Kenneth Lewis contends he simply was throwing out for discussion the idea of Bank of America launching its own card-processing network to compete with Visa and MasterCard. But Lewis, the Charlotte, N.C.-based bank's chairman and CEO, did not just discuss it with his staff behind closed doors.
Instead, he fed the proposal to The Wall Street Journal and a Morgan Stanley analyst.
The timing for Lewis to bring up the possibility of BofA starting its own network is not unexpected. These are turbulent times in which significant industry change is occurring. Merchant lawsuits over interchange, for example, have led Visa USA and MasterCard International to revamp their boards, thus reducing the decision-making power of their issuing members, particularly large ones such as BofA (see story page 10).
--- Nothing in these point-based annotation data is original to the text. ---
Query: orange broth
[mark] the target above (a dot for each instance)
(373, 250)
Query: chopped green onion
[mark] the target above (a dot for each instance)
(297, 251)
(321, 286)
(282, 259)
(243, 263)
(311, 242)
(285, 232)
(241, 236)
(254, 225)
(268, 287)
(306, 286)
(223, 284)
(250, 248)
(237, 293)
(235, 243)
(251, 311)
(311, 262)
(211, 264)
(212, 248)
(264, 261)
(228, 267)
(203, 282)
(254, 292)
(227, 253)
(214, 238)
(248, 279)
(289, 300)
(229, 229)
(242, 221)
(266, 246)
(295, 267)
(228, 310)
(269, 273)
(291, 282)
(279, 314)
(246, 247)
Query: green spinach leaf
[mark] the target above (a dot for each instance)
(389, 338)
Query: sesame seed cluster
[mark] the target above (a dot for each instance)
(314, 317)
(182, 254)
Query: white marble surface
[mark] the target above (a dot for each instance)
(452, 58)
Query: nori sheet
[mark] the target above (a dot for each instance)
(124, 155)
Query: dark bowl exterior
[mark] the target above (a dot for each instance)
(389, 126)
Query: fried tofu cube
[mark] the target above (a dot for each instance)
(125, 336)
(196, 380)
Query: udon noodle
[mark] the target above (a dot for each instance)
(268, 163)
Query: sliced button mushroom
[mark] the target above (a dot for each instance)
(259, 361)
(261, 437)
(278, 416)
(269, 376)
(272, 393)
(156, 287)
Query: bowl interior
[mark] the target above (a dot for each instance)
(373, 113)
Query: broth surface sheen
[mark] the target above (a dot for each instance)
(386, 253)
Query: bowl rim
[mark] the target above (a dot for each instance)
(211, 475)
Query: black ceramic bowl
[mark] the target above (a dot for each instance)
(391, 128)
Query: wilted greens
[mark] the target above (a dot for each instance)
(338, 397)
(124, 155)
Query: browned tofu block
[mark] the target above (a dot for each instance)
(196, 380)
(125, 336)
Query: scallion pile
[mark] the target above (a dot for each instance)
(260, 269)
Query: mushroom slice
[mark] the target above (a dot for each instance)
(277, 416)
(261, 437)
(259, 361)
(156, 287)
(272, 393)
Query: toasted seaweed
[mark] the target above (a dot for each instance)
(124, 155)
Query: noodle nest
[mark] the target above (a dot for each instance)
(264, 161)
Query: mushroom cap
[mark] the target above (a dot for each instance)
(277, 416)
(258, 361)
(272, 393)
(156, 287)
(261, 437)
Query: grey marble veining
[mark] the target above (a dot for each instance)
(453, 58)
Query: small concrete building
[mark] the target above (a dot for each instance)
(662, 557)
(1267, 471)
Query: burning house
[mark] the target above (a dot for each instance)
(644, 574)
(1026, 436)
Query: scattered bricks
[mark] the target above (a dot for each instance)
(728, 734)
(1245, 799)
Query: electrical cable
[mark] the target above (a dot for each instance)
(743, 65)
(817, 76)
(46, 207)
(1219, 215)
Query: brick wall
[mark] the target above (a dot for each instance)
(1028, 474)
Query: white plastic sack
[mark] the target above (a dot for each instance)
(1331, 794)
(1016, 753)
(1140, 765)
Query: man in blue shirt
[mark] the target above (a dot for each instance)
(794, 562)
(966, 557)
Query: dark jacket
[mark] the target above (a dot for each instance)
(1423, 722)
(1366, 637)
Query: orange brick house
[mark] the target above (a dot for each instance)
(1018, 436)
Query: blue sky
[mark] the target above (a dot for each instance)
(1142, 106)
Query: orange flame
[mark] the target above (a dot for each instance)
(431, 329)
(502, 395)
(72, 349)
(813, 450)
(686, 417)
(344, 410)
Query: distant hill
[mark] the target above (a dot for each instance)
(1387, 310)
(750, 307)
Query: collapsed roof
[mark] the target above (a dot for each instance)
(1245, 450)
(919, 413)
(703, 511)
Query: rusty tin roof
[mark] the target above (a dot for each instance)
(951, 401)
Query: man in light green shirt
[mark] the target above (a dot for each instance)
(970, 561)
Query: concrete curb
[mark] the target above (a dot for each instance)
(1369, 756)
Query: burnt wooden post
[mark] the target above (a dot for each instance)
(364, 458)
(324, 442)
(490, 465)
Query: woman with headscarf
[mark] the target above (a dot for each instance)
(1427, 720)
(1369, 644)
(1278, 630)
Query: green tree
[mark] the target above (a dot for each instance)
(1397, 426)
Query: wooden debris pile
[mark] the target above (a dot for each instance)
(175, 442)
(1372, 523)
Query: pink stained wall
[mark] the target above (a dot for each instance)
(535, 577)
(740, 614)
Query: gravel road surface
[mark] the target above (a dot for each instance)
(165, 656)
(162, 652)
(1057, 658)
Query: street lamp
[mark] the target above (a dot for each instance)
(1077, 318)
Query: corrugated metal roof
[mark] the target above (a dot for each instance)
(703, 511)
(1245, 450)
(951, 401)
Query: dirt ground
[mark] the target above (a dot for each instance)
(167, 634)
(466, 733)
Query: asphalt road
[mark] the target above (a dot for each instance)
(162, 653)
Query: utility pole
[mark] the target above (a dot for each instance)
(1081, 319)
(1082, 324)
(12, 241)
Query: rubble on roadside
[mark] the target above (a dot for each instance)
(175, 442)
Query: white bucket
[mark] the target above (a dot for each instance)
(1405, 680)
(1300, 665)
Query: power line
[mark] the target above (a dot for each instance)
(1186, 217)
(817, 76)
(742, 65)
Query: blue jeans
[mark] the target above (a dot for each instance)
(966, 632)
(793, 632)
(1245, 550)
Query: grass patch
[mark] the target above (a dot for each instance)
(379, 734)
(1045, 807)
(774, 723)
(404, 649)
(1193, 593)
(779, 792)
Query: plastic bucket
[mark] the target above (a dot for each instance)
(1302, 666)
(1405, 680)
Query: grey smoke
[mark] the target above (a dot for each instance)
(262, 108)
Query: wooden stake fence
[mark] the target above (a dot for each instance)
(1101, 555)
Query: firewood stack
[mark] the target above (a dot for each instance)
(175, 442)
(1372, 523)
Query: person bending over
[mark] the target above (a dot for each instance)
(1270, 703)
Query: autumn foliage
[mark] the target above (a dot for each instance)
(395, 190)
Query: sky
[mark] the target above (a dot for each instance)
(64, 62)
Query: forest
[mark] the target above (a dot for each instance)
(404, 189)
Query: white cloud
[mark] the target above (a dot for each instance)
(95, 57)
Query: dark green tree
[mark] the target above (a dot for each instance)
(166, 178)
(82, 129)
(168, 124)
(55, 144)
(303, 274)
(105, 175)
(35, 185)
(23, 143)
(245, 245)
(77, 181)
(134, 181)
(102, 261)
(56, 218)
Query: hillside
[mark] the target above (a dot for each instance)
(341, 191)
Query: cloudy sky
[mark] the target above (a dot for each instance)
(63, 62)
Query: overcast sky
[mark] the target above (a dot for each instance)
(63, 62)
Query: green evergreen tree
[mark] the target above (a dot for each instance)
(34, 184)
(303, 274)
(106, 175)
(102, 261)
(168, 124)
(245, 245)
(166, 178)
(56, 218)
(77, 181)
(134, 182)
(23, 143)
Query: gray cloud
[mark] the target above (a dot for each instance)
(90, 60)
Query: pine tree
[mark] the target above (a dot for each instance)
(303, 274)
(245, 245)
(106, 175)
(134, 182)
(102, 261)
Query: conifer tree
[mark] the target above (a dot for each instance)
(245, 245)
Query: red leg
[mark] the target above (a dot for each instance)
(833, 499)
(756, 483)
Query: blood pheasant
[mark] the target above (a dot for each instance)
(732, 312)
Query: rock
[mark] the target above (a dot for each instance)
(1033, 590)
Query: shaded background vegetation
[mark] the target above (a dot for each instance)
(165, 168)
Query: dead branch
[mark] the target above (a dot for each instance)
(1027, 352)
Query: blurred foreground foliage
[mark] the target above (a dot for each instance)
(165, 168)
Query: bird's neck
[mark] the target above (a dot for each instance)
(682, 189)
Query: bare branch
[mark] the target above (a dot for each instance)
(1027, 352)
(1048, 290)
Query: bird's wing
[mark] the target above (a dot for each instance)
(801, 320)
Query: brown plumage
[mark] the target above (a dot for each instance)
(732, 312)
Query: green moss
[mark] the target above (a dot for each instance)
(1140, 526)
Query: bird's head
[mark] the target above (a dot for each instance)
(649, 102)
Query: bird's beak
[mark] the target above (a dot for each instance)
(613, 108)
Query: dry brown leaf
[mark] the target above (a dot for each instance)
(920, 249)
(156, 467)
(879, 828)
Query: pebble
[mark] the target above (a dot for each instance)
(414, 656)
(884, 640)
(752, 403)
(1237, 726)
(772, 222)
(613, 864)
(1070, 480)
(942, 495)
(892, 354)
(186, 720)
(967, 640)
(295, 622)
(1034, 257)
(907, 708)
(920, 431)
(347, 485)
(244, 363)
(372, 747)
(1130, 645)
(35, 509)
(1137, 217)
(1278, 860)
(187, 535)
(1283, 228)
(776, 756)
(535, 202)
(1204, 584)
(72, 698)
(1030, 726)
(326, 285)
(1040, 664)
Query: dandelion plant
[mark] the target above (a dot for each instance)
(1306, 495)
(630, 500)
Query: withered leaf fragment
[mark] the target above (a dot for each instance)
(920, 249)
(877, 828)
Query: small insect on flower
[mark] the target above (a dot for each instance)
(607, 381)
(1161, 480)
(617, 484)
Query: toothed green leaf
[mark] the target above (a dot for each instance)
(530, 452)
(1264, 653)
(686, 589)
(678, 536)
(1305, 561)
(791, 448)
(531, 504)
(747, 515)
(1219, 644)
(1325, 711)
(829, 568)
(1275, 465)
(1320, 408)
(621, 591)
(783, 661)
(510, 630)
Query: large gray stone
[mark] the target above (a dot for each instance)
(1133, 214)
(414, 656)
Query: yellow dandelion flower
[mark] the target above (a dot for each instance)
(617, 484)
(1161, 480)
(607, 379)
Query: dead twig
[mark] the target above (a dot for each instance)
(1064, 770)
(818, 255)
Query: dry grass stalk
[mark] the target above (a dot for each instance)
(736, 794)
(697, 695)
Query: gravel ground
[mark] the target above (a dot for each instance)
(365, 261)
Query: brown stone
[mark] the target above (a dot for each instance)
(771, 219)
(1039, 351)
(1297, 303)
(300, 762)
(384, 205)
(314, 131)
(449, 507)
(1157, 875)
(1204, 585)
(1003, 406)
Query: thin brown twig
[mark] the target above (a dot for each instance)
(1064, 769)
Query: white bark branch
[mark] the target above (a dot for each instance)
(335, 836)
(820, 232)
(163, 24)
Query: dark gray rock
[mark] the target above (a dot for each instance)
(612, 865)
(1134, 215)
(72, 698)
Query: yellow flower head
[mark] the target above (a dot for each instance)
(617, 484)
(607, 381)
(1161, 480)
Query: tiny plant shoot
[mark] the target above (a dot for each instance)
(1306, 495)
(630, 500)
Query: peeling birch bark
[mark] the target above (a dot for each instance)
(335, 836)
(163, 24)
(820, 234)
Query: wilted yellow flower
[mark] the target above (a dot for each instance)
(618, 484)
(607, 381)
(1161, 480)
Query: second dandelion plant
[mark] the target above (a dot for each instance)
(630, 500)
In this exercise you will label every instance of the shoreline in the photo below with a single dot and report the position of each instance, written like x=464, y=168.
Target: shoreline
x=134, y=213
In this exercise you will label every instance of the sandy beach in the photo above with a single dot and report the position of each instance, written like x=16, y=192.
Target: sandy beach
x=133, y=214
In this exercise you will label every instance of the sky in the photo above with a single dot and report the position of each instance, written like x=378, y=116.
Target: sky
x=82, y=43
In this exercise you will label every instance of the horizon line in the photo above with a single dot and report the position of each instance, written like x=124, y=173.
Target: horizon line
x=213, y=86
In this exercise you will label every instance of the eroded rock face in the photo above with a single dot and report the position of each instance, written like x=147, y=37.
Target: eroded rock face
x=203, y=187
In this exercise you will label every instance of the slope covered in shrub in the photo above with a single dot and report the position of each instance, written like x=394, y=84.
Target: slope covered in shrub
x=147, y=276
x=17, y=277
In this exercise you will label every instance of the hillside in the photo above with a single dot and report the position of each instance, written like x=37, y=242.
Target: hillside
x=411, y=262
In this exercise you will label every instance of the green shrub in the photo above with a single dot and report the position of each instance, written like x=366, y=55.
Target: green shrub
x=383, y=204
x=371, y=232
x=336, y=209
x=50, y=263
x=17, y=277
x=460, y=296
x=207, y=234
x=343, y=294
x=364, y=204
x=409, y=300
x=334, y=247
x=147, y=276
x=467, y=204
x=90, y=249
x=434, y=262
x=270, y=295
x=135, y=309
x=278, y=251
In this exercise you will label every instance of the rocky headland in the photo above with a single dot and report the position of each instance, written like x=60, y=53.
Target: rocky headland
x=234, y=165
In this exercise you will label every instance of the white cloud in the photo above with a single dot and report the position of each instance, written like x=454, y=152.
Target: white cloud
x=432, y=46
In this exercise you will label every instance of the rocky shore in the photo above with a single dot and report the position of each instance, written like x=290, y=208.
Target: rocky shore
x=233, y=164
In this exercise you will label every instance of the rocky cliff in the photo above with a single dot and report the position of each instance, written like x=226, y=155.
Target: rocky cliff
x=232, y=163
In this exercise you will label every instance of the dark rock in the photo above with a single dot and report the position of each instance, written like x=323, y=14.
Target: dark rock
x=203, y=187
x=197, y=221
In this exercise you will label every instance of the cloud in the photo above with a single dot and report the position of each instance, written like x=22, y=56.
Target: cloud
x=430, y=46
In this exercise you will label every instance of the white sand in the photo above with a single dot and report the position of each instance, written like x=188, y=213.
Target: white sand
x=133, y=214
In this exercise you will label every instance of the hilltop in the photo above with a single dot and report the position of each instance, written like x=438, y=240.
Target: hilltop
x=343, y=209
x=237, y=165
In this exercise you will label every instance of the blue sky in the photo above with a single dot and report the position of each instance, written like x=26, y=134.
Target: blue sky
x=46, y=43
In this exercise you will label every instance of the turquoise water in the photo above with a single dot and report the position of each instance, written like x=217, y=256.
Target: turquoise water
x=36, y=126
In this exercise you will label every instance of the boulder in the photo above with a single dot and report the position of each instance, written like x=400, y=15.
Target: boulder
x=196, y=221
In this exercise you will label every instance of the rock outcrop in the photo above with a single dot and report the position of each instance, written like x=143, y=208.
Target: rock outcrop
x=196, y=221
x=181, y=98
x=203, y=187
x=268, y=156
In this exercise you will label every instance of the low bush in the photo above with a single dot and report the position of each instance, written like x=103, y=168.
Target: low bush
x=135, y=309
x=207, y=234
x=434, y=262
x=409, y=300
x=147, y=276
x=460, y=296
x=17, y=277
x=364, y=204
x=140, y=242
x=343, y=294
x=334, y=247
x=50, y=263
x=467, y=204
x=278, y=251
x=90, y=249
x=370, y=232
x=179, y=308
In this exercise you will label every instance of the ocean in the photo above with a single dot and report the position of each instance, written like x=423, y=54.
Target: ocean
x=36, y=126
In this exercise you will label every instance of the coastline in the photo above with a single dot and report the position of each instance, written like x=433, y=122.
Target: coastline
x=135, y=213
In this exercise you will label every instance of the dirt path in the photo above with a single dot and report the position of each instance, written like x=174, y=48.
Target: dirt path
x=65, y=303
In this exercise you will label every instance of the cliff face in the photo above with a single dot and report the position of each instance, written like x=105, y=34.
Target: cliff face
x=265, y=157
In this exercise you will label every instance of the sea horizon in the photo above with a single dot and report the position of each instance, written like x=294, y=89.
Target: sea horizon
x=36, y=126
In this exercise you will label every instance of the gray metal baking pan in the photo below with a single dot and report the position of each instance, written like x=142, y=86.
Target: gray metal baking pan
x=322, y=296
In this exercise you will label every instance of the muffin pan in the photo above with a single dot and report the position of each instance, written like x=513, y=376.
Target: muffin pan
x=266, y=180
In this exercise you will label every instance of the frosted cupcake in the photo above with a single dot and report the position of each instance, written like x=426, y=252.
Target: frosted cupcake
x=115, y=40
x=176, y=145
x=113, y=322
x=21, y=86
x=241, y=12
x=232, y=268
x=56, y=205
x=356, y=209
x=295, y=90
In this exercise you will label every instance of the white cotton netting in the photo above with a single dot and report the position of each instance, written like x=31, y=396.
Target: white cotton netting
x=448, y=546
BofA is a member of both card associations, and merchants have charged Visa and MasterCard with colluding with their member issuers in setting interchange, the fee merchant banks pay card issuers for debit and credit card purchases. MasterCard, which in late May was expected to complete its initial public offering, acknowledged in a recent U.S. Securities and Exchange Commission filing the significance of the lawsuits.
"If we are found liable in any of these lawsuits, we may, among other things, be forced to pay damages and/or change our business practices and pricing structure, which could affect our revenue and profitability...," MasterCard said.
If BofA builds its own network, the bank could escape the interchange war with merchants, and its actions could cause a ripple effect throughout the industry. "[Building a card-processing network] would be what every issuer wants to do," contends Tom Dailey, a Chicago-based industry consultant. "The associations are highly inflexible, and there's tension between them and issuers."
The present arrangement between the associations and their members hinders development of creative products, Dailey explains. "There are a lot of cards out there, but they are all different shades of vanilla," he says, noting many cardholders believe MasterCard and Visa cards are alike, that they are the same product.
Morgan Stanley analyst Betsy L. Graseck agrees that Lewis' network idea may prompt a change. "At least [BofA's] efforts should help drive new products for its payments' clients...," Graseck wrote in her recent report "Bank of America: Raising EPS on Higher Buybacks & Wealth/Advisory."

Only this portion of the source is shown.